Berlin – the former capital of Nazi Germany – had come to symbolize the very crossroads of the Cold War. The city was occupied by Britain, France, the United States and the Soviet Union. But it lay within the borders of the Soviet-controlled East Germany.
In 1948 US President Harry S. Truman led efforts to organize West Germany as a separate nation. Soviet leader Josef Stalin responded by blockading all road, rail and river traffic into Berlin, cutting off its more than two million inhabitants from food, fuel and other vital supplies.
A mission of mercy
Stalin wanted to starve West Berliners into submission. But instead, the Allied planes, which only a few years previously had been bombing Berlin, became the city's lifeline.
At the height of the Berlin Airlift, more than 1,500 flights a day delivered up to 5,000 tons of cargo. For a period of 322 days, an allied plane landed every 90 seconds.
One day in July 1948 US Air Force pilot Colonel Gail Halvorsen used his time off to meet some children who had gathered at the end of the runway of Berlin-Tempelhof airport. He handed out his only two sticks of chewing gum, and promised that if they didn't fight over them, he would drop off more from his plane the next time he returned.
"I talked to them for an hour," he remembered upon his return to Berlin years later. "And throughout the time they didn’t lower themselves to be a beggar for something so extravagant."
"Anybody who had stood in that spot and looked into those kids' eyes would have said: 'Hey, I've got to give you something.'"
The next day, on approach to Berlin, he dropped some chocolate bars attached to a handkerchief parachute to the children waiting below.
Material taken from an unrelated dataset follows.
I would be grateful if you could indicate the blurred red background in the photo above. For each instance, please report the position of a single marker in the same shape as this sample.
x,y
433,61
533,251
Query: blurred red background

Every day after that the number of children would increase, and soon other pilots participated.
The US Army command approved of the gesture and expanded it into "Operation Little Vittles". When the news reached the United States, children all over the country sent in their own candy to help out, and soon major US candy companies joined in.
In the end over three tons of candy were dropped, and the aircraft were quickly named "Raisin Bombers" by Berliners.
Berlin Airlift revisited
On Tuesday, Halvorsen was one of about 100 airlift veterans who took part in celebrations marking the 60th anniversary of the end of the Soviet Blockade.
He and the other "candy men" – as they are popularly called in Berlin – again dropped sweets from a vintage Douglas C-3 airplane.
In a festive event Berlin Mayor Klaus Wowereit described the airlift as "a human and technological masterpiece."
"The pilots were heroes," he said, "who deserve our deep gratitude for an act of unprecedented solidarity with a beleaguered city."
"Their service guaranteed freedom in the Western half of Berlin," he added.
Wowereit also laid a wreath at a memorial at Tempelhof Airport dedicated to the 78 pilots who died as their planes crashed during the airlift.
"The heroes were the Berliners," said Halvorsen upon his return to Berlin.
"They slept in bombed-out buildings with very little heat, no light except for two hours in the middle of the night, and they said: 'We'll never give in, we want freedom.'"
When Soviet dictator Josef Stalin saw that the airlift was working he sent out signals to the three Western allies. One minute after midnight on May 12, 1949 the Soviet Blockade of West Berlin was lifted.